The Haitian crisis is very much the product of the toxic combination of colonialism, neoliberalism and an unjust approach to tackling climate change.
The environmental degradation, which is exacerbated with each drought and hurricane season, goes back to French colonial rule over Haiti when land and forests were abused, rendering large swathes of the country barren and infertile.
After Haiti managed to liberate itself from French colonial rule in the early 19th century, it fell within the growing US sphere of influence and has been unable to set itself free ever since. The US not only occupied the country for nearly two decades and repeatedly interfered in its affairs, but today it is also supporting a highly unpopular president whose resignation protesters continue to demand.
While preventing the Haitian people from holding their politicians accountable and fighting corruption, Washington has also been imposing neoliberal policies on the country, which have fed into its economic crisis.
The US approach to the Haitian economy has been predominantly extractive. The country has an estimated $20bn of mineral deposits exploited mostly by US and Canadian corporations.

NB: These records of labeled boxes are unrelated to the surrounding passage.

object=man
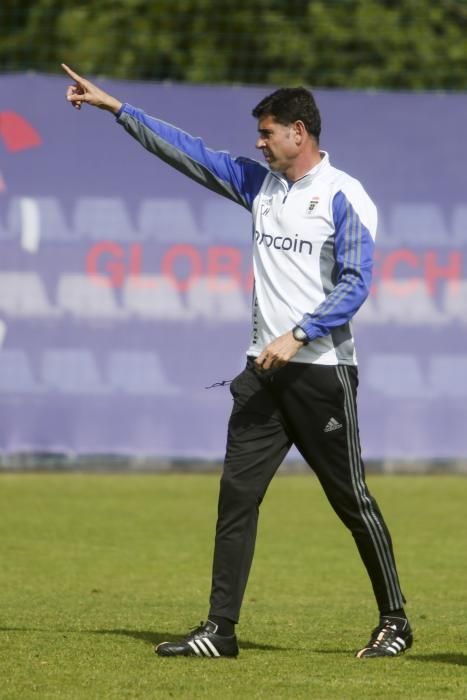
[63,65,412,658]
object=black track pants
[210,358,405,622]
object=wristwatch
[292,326,310,345]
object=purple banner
[0,75,467,459]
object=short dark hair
[252,87,321,142]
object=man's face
[256,116,298,173]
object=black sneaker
[355,617,413,659]
[155,620,238,658]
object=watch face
[293,326,308,342]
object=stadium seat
[376,278,448,326]
[0,350,41,394]
[122,275,190,321]
[187,277,250,321]
[42,349,108,394]
[0,272,60,318]
[138,198,203,244]
[108,351,180,396]
[430,354,467,398]
[57,274,126,320]
[73,197,137,241]
[201,197,252,246]
[390,204,452,248]
[365,353,430,398]
[8,197,73,243]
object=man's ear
[293,119,307,146]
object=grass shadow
[404,653,467,666]
[0,627,287,651]
[92,629,286,651]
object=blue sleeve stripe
[117,104,269,210]
[300,192,374,339]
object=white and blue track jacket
[117,104,377,365]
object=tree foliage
[0,0,467,90]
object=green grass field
[0,474,467,700]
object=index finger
[61,63,84,83]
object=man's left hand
[255,331,303,370]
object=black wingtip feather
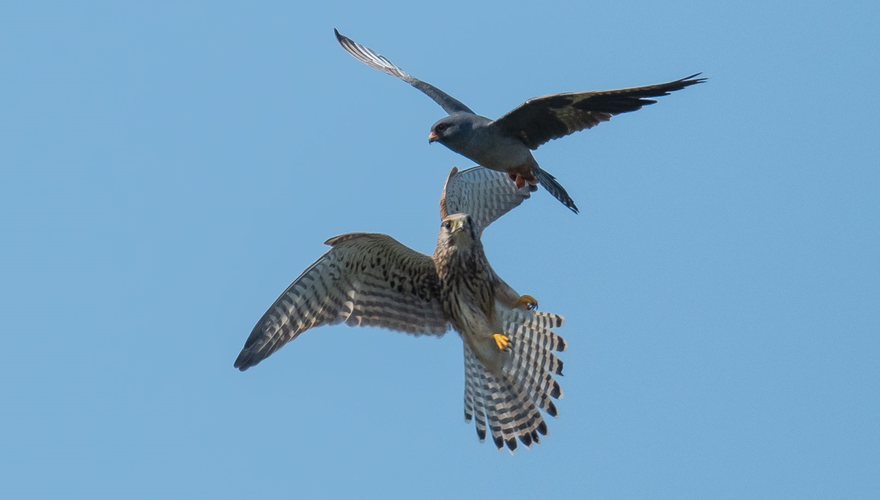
[532,165,579,213]
[507,438,516,453]
[537,421,547,436]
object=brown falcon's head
[440,214,477,247]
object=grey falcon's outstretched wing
[440,166,530,236]
[489,73,706,149]
[333,28,474,115]
[234,233,449,371]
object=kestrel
[235,167,566,453]
[333,29,706,213]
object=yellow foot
[514,295,538,311]
[492,333,510,351]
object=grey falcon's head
[428,113,479,152]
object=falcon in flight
[235,167,566,453]
[333,29,706,213]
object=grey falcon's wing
[235,233,449,371]
[440,166,530,236]
[333,28,474,115]
[489,73,706,149]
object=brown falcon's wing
[489,73,706,149]
[235,233,449,371]
[440,166,530,236]
[464,304,566,453]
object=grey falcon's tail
[532,164,578,213]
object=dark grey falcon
[234,167,566,453]
[333,29,706,213]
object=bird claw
[492,333,510,351]
[514,295,538,311]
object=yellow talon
[493,333,510,351]
[514,295,538,311]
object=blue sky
[0,1,880,499]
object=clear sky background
[0,0,880,499]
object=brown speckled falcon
[235,167,566,453]
[333,29,706,213]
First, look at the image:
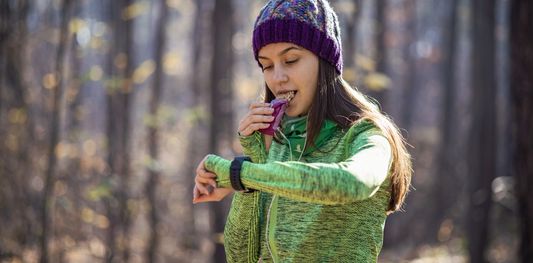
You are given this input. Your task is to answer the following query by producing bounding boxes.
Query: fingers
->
[238,102,274,136]
[248,101,270,111]
[194,180,209,195]
[240,123,270,136]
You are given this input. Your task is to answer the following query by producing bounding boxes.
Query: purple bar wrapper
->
[259,100,289,136]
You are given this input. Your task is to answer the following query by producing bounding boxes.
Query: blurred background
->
[0,0,533,263]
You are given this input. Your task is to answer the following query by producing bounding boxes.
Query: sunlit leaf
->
[43,73,59,89]
[54,141,70,159]
[54,180,68,196]
[79,207,94,223]
[68,18,87,33]
[133,59,156,84]
[163,52,180,75]
[113,53,128,68]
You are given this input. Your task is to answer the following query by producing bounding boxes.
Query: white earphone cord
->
[266,127,307,263]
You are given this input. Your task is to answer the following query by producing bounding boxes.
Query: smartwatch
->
[229,156,257,193]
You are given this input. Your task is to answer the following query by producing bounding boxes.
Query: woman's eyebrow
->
[257,46,301,59]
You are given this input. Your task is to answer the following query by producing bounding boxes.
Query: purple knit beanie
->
[253,0,342,74]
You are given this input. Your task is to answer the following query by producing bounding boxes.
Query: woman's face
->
[258,43,318,116]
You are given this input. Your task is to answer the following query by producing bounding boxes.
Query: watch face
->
[229,160,241,169]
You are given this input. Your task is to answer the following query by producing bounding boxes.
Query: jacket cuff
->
[205,154,231,188]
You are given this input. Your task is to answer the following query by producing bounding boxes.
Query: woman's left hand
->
[193,155,233,204]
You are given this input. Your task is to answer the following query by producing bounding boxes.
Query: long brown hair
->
[263,57,412,213]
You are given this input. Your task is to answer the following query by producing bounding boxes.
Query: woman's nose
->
[273,67,289,84]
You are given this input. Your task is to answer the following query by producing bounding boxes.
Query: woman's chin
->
[285,106,299,117]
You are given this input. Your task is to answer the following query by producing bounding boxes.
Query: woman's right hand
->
[239,101,274,137]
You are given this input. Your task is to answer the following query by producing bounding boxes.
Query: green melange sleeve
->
[206,128,392,204]
[214,132,266,263]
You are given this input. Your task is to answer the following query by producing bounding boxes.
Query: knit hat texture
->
[252,0,342,74]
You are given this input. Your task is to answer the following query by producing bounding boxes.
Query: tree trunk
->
[510,0,533,263]
[39,0,72,263]
[209,0,234,263]
[367,0,387,110]
[146,1,169,263]
[467,0,496,263]
[431,0,460,241]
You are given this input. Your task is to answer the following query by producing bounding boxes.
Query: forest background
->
[0,0,533,263]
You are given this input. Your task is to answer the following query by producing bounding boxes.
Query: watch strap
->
[229,156,255,192]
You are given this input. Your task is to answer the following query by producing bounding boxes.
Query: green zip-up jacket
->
[205,120,392,263]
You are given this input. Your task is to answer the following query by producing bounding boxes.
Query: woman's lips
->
[259,91,296,136]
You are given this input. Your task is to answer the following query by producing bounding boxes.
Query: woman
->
[193,0,411,263]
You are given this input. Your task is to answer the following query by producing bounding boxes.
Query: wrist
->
[205,154,231,188]
[229,156,256,193]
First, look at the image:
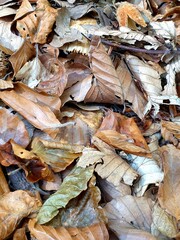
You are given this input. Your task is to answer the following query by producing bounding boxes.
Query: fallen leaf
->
[9,41,36,76]
[0,190,41,239]
[13,227,27,240]
[120,154,164,197]
[116,1,147,29]
[158,144,180,220]
[84,37,123,104]
[28,219,109,240]
[161,121,180,147]
[0,108,30,147]
[151,204,178,238]
[0,90,62,137]
[14,0,57,44]
[104,195,156,240]
[77,137,138,186]
[31,139,82,172]
[37,167,94,224]
[56,177,107,228]
[95,130,151,157]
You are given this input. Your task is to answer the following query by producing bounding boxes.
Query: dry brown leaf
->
[0,166,10,197]
[104,195,156,240]
[78,137,138,186]
[37,54,67,96]
[9,41,36,76]
[0,90,62,134]
[14,82,61,116]
[161,121,180,148]
[13,227,28,240]
[158,144,180,220]
[11,140,54,182]
[116,57,147,119]
[28,219,109,240]
[0,108,30,147]
[151,204,178,238]
[97,110,149,150]
[14,0,58,44]
[95,130,152,158]
[116,1,147,29]
[0,190,41,239]
[31,138,83,172]
[84,37,124,104]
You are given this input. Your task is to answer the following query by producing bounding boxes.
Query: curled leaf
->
[37,167,94,224]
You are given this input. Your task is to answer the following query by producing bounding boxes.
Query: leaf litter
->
[0,0,180,240]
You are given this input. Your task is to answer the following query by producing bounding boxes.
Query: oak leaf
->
[0,190,41,239]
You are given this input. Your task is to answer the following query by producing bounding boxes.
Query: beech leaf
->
[28,219,109,240]
[158,144,180,220]
[37,167,94,224]
[0,190,41,239]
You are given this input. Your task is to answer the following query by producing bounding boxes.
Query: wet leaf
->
[37,167,94,224]
[0,190,41,239]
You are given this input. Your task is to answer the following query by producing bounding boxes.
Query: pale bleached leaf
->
[151,204,178,238]
[16,57,49,88]
[150,21,176,40]
[162,56,180,96]
[93,27,162,49]
[104,195,156,240]
[126,55,162,114]
[120,154,164,196]
[0,20,23,52]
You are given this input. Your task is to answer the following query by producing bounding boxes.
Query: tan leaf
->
[15,0,58,44]
[116,60,147,119]
[0,166,10,197]
[78,137,138,186]
[0,90,62,134]
[161,121,180,146]
[126,55,162,115]
[9,41,36,76]
[151,204,178,238]
[120,154,164,196]
[0,190,41,239]
[0,20,23,55]
[14,82,61,115]
[85,38,123,103]
[95,130,151,157]
[37,54,67,96]
[31,139,82,172]
[0,108,30,147]
[28,219,109,240]
[116,1,147,29]
[13,227,27,240]
[158,144,180,220]
[104,195,156,240]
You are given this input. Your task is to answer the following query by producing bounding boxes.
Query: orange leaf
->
[0,190,41,239]
[116,2,147,29]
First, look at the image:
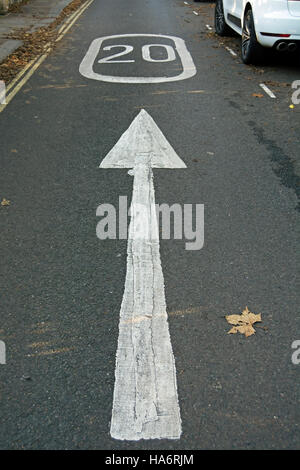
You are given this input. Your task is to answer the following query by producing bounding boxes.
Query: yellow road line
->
[55,0,94,42]
[0,0,94,113]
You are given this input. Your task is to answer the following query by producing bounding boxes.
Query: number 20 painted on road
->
[79,34,196,83]
[98,44,176,64]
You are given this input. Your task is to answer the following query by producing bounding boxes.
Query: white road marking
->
[225,46,237,57]
[259,83,276,99]
[79,34,197,83]
[100,110,186,441]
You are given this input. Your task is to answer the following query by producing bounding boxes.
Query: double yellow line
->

It is time the world starts paying attention to what is going on in Haiti because its crisis illustrates what would happen to the rest of the world if neoliberal and neocolonial policies continue to dominate the global economy.
Haitians have now woken up to the idea that US-styled free-market economics will only worsen its mounting crisis in the face of climate change and underdevelopment.
They have been fighting back on their own, fully aware that their domestic elites will not address their concerns and are only able to remain in power because of US intervention.
Up to this point, the international climate action movement has completely ignored what has been going on in Haiti. While calls for a global green new deal are commendable, they cannot disregard the continuous climate injustice befalling places like Haiti.
If it is indeed going to be a “new” deal, then it cannot follow the paternalistic “we know what is best for you” approach. It needs to account for realities on the ground in the Global South, so it does not cause more harm than good.
A transition to a new energy system can only be successful if it acknowledges the power the Global North still has over the South and the need for climate justice.
Climate action can only bring about a new, sustainable status quo if it recognises the agency and experience of developing countries and indigenous, working-class and peasant movements, and builds upon this knowledge.
In Haiti, support has to be extended to black working-class Haitians, who constitute the majority of the population, and their basic needs met. Popular protests and their demands have to be backed and an accountability process facilitated.
The country also needs significant no-strings-attached investment carried out under anti-corruption scrutiny to help pull its economy away from extractivism and resource-export dependence and put it on a course towards green development. Only then can the process of building climate resilience start under the leadership of Haitians themselves.
Indeed, Haiti will be the first big test for the transnational climate justice movement. If it fails to deliver climate justice to the Haitians, then its global green new deal is doomed to failure.
Editor’s note: The article has been updated to correct an error in the estimate of mineral deposits Haiti currently holds.
The views expressed in this article are the author’s own and do not necessarily reflect Al Jazeera’s editorial stance.